The past 12 months has severely punished investors that have failed to pivot out of last year’s investing fad - fast growing tech companies.
It goes to show that every market cycle blesses someone, but with every new cycle, the leading names are different. While tech might have dominated top gainer lists 18 months ago, they've now been replaced by stocks from sectors such as lithium, nickel and rare earths.
Being in the right place at the right time can do you wonders, but staying in the same place for too long can lead you back to square one.
Stocks among the list have declined an average of -59% in the past year and the median decline is -65%.
Afterpay - which was acquired by Block (ASX: SQ2) - was arguably one of the most powerful market leaders in the tech space. If Afterpay was green, that was enough to pull both the S&P/ASX 200 Info Tech Index and individual tech names higher.
In saying that, Afterpay’s rate of upward momentum would eventually slow in February 2021 and become more erratic as the stock was under distribution, topping out and fundamentals came under pressure.
Afterpay or the tech sector went from being a strong, upwards trend to trendless, to collapsing.
It might be worth paying attention to when a sector or leading tops out and how it behaves afterwards.
As stupid as this may sound, a stock cannot make a huge move without making new highs.
Investors cheer and say "I knew I was right" when share prices go up. So wouldn't it make sense to say "I was wrong" when prices go down?
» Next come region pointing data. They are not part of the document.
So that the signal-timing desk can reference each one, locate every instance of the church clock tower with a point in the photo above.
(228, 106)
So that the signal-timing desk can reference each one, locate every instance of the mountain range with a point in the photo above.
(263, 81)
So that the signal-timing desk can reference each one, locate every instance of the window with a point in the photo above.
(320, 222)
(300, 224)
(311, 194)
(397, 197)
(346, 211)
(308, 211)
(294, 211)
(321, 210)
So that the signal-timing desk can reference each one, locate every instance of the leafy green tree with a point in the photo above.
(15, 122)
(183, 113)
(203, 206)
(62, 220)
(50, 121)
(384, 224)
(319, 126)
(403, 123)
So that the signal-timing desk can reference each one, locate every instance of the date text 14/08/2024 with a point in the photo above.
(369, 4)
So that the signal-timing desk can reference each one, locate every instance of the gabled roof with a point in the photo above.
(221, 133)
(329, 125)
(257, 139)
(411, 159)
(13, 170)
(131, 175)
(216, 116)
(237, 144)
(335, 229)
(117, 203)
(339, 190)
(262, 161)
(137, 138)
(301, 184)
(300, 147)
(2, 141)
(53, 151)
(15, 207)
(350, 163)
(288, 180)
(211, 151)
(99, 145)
Cathie Wood is perhaps the ultimate example of averaging down on beaten up stocks. Her fund - Ark Invest - has invested heavily into Teladoc (NYSE: TDOC), a telemedicine and virtual healthcare company.
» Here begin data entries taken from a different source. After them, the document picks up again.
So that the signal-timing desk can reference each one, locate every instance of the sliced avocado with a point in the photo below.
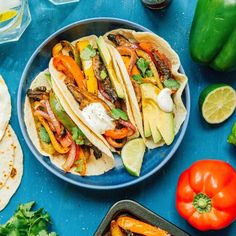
(106, 57)
(151, 119)
(149, 91)
(147, 128)
(163, 121)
You can see how painful it is to be averaging down, all the way to $33 - a 90% drawdown from February 2021 highs.
After recent purchases, the Ark ETF owns about 17.8m shares worth around US$1.1bn. The position is down around -50%.
Codan is perhaps one of the more unfortunate names to be clumped together with the other tech losers.
Around half Codan's revenues come from selling metal detection devices, and the other half from a broad range of communications products sold to defense, mining and industrial sectors.
Unlike its peers, Codan is highly profitable. In FY21, the company grew net profits by 41% to $90.2m and trades at a price-to-earnings ratio of just 13.
Codan shares topped out in June 2021 at around $19.30 and its been downward trending ever since.
If an investor were to fall in love with the Codan narrative and believe that the company was undervalued with a strong growth outlook, then they'd love the stock even more today, at $7.00.